Artikel 24 veiligheidszone - lpg

Op de verbeelding is de aanduiding 'veiligheidszone - lpg' opgenomen. Binnen deze zone is geen nieuwbouw ten behoeve van kwetsbare en beperkt kwetsbare objecten toegestaan.

Artikel 25 kleinschaligheid

Ten behoeve van de bescherming van het kleinschalige historische kampenlandschap met zijn afwisseling van landerijen (akkers en grasland) en houtopstanden (houtwallen en bosranden) en een in de loop der eeuwen gevormd reliëf met onder andere opgehoogde (vm.) akkers en akkerrandwallen is op de verbeelding de aanduiding 'kleinschaligheid' opgenomen. Ter plaatse van de aanduiding geldt een omgevingsvergunningplicht voor werken en werkzaamheden ter bescherming van het kleinschalige karakter.

In het gebied is een aantal gebiedsaanduidingen opgenomen voor wijzigingsgebieden. De belangrijkste zijn:

  • artikel 26 wro-zone - wijzigingsgebied 1 voor het dorpshart. Deze moet er voor zorgen dat de viersprong het economische en ruimtelijk hart van het dorp wordt. In de regels is een wijziging opgenomen naar de bestemming 'Gemengd-3';
  • artikel 27 wro-zone - wijzigingsgebied 2 om de mogelijkheid te bieden om als onderdeel van het dorpshart groenvoorzieningen en verblijfsgebiedvoorzieningen te ontwikkelen rond de kerk.
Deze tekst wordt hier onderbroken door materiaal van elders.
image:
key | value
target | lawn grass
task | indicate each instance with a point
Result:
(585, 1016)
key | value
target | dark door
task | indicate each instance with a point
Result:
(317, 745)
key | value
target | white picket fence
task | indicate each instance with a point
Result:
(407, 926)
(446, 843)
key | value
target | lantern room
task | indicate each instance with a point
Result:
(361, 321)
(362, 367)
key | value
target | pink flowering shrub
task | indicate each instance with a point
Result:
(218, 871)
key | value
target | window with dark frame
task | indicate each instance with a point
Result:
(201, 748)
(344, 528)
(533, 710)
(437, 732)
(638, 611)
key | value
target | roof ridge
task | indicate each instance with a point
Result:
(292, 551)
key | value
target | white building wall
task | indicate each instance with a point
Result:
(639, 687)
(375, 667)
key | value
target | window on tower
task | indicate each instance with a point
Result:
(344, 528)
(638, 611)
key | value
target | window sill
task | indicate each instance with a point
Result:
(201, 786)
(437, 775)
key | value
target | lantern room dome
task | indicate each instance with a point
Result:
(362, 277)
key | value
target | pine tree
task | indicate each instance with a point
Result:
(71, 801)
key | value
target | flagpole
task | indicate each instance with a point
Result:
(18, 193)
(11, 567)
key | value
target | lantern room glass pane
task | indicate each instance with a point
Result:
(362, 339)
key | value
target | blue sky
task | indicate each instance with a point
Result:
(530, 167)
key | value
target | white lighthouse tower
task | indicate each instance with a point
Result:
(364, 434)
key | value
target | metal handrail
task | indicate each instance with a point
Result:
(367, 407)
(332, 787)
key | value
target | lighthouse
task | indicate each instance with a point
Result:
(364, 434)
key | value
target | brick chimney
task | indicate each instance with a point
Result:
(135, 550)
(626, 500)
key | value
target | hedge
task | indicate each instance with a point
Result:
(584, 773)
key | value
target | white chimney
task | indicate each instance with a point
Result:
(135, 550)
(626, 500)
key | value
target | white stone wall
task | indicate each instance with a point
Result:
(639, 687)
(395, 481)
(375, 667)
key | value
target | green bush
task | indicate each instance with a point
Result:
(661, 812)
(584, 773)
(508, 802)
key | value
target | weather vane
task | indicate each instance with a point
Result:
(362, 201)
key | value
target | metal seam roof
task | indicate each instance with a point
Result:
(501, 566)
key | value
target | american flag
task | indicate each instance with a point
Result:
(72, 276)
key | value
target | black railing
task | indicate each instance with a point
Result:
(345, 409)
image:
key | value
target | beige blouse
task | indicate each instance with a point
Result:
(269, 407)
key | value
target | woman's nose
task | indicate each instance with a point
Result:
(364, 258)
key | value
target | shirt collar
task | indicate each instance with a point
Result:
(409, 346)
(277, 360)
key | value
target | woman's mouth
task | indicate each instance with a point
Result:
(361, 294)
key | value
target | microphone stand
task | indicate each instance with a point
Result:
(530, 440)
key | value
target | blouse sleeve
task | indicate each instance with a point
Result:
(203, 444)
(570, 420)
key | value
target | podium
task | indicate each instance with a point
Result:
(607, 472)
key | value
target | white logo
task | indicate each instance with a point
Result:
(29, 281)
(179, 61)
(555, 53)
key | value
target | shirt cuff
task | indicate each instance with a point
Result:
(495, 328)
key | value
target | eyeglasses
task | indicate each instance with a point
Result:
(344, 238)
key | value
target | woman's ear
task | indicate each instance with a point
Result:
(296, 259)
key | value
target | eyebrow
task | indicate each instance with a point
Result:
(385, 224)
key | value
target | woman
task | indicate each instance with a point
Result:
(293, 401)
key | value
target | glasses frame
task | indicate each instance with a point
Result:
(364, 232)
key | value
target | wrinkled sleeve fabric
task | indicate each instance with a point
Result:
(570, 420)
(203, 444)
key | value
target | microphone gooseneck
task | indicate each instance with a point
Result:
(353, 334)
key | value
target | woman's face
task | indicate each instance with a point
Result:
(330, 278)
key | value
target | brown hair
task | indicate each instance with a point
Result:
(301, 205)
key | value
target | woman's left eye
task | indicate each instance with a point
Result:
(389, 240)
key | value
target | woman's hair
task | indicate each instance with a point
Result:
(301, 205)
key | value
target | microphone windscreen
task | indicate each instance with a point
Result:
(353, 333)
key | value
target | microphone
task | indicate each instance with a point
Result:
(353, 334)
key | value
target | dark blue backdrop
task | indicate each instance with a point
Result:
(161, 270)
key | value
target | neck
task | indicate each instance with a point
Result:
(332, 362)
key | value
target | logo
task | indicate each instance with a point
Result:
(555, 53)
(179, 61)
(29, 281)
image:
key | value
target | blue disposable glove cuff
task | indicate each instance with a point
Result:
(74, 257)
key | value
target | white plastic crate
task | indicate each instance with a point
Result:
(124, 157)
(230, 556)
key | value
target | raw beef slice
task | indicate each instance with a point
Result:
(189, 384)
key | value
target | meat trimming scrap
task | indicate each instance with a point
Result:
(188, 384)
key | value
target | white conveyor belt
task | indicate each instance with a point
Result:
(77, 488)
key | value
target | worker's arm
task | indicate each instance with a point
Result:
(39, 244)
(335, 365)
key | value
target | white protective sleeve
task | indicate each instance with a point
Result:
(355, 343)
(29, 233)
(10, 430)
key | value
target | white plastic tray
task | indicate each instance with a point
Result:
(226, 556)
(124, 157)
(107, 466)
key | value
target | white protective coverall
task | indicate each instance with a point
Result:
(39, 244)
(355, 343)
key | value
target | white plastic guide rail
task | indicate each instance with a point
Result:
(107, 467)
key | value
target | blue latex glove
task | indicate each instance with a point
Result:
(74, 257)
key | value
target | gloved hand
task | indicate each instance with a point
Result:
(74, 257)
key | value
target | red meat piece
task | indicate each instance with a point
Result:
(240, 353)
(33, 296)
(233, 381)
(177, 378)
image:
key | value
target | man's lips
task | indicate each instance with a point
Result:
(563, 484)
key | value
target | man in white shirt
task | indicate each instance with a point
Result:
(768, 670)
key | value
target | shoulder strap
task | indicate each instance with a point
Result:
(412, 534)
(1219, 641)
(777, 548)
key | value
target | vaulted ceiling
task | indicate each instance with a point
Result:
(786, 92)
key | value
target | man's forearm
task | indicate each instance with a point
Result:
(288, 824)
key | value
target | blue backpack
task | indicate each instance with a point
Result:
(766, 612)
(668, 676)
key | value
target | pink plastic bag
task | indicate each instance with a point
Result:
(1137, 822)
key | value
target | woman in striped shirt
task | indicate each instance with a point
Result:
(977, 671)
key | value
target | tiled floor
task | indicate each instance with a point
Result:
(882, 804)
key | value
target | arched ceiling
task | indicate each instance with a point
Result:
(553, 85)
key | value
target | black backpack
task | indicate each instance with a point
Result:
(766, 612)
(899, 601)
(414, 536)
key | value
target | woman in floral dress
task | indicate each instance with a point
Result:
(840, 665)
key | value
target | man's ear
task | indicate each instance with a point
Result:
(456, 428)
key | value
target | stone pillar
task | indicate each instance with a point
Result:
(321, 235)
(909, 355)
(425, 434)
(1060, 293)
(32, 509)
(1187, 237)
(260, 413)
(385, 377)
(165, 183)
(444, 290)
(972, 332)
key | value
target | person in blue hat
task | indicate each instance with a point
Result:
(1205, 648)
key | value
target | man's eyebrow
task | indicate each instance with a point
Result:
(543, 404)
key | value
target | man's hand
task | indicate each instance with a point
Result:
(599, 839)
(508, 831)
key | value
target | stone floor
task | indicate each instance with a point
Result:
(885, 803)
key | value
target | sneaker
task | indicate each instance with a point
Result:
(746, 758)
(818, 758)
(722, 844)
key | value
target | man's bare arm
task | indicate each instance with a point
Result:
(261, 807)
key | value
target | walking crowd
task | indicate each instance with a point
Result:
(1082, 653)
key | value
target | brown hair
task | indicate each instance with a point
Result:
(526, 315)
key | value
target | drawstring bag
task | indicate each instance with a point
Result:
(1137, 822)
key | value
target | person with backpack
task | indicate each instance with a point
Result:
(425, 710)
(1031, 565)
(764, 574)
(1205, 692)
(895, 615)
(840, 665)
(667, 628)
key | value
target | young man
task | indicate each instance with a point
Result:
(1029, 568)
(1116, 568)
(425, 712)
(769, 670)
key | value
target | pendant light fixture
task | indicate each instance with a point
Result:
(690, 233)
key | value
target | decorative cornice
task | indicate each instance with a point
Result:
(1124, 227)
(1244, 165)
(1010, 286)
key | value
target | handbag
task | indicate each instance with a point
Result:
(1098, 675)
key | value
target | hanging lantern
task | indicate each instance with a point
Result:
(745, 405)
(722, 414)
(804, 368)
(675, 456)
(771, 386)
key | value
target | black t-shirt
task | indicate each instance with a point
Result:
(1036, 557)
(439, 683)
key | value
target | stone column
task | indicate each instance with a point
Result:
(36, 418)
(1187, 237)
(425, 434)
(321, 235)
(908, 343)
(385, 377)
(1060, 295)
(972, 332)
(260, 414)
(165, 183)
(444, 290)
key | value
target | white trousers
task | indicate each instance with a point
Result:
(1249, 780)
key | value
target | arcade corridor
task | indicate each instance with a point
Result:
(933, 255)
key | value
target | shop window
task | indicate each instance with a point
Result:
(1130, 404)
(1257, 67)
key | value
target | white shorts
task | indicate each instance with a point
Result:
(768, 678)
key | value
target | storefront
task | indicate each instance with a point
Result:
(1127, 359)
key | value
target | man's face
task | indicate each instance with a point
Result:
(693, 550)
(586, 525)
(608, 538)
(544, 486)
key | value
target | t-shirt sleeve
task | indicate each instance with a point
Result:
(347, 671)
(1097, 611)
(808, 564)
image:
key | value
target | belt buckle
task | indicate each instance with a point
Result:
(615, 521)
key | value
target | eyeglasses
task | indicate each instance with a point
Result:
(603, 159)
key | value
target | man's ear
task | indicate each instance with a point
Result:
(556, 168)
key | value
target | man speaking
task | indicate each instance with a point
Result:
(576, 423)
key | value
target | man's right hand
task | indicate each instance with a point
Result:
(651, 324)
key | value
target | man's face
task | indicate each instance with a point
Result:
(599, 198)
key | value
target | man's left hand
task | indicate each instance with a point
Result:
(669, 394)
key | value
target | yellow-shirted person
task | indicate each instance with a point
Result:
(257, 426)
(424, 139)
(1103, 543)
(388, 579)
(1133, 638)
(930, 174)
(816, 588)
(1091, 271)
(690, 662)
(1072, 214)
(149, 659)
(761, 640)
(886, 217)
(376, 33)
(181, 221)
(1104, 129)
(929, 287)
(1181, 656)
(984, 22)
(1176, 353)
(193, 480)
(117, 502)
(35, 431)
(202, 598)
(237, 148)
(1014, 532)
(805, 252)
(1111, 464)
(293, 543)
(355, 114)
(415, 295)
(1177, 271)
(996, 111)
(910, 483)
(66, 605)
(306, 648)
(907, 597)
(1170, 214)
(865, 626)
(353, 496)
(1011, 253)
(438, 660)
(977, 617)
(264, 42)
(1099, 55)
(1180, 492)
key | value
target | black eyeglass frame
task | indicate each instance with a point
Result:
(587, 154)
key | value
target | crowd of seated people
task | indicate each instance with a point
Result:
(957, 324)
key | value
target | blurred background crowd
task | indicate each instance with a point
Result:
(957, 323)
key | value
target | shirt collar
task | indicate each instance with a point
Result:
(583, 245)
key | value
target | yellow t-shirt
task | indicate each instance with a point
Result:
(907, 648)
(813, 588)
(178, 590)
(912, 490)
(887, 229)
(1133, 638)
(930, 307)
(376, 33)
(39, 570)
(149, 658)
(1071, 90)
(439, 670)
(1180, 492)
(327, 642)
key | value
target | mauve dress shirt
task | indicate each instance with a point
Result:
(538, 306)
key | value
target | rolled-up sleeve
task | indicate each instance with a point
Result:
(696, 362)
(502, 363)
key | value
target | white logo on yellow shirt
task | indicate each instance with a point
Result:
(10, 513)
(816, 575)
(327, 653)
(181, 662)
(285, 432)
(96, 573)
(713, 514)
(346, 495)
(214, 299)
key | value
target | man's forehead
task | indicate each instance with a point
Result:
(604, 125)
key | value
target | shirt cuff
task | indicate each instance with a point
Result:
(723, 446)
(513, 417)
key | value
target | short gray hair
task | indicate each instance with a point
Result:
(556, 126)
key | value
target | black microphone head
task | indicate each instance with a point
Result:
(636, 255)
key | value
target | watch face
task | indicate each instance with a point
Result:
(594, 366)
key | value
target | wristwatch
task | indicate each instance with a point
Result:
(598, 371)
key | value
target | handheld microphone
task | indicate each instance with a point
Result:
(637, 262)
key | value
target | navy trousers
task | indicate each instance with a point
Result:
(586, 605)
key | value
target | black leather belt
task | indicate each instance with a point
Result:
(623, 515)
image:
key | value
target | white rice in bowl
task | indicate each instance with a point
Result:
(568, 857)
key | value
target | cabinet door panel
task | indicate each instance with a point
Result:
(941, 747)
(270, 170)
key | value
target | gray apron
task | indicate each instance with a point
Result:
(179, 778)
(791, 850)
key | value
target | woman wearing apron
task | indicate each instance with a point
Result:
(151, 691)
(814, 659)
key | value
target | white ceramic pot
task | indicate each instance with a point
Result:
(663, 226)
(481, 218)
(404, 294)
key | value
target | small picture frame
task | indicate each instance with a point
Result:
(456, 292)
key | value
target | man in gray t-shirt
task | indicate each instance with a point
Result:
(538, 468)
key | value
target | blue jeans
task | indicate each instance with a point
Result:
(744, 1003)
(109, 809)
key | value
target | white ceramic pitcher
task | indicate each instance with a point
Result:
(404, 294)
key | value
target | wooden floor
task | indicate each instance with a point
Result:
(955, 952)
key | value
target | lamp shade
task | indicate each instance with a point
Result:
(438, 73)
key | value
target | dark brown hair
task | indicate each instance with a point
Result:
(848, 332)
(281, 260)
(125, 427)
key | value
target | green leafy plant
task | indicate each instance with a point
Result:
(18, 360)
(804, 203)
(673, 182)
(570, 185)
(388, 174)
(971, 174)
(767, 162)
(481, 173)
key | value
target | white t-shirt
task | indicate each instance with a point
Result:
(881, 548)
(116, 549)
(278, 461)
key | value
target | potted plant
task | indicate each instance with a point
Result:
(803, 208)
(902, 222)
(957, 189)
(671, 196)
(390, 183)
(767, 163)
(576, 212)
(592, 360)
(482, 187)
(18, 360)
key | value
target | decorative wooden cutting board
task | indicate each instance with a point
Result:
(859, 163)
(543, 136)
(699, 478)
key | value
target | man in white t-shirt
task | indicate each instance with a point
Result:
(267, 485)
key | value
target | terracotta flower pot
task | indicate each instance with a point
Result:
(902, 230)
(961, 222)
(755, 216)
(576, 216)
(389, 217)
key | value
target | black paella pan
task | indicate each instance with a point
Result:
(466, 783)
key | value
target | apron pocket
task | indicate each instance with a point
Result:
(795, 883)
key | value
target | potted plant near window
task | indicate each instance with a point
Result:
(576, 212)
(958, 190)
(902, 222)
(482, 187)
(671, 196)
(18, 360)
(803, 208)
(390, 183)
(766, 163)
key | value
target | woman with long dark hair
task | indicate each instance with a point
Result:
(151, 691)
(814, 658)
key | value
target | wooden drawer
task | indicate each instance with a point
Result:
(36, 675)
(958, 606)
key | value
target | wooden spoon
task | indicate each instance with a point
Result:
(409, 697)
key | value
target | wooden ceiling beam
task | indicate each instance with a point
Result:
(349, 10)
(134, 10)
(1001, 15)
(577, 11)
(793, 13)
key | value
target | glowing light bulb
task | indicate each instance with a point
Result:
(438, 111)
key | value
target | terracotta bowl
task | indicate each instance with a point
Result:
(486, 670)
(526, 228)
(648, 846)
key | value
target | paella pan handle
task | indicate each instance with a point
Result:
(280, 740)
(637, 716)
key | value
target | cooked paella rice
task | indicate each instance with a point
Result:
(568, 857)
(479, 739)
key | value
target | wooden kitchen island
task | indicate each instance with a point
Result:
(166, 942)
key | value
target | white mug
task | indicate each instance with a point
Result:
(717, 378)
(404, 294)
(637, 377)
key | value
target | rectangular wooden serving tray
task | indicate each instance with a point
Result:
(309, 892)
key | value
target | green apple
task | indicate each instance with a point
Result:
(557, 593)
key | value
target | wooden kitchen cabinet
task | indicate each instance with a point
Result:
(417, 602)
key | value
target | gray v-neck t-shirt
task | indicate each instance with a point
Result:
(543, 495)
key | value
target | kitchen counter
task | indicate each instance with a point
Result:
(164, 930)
Artikel 29 Algemene afwijkingsregels

Burgemeester en wethouders kunnen op de in dit artikel genoemde, relatief ondergeschikte punten een omgevingsvergunning verlenen in afwijking van de bepalingen van het plan. Het gaat daarbij om het realiseren van nutsvoorzieningen van beperkte omvang, ondergeschikte afwijkingen van diverse in het plan getrokken grenzen, het in beperkte mate afwijken van de diverse maten en percentages en het onder voorwaarden bouwen van antenne- en telecommasten.

Artikel 30 Algemene wijzigingsregels

Het plan bevat een wijzigingsbevoegdheid waarmee tijdens de looptijd van het plan, desgewenst grenzen tussen bestemmingen en grenzen van aanduiding kunnen worden verschoven. Met deze wijzigingsmogelijkheid kan het plan ook in de toekomst op een goed controleerbare en doseerbare wijze flexibel worden gehouden.

Artikel 31 Algemene procedureregels 

Dit artikel heeft betrekking op het stellen van nadere eisen.

Artikel 32 Verwijzing naar andere wettelijke regelingen

Bij een verwijzing naar andere wettelijke regelingen is bedoeld de desbetreffende wet zoals die luidt op het tijdstip van terinzageleggen van het ontwerp van dit plan.

Hoofdstuk 4 bevat tot slot het overgangsrecht voor bouwwerken en gebruik en een slotregel voor dit bestemmingsplan.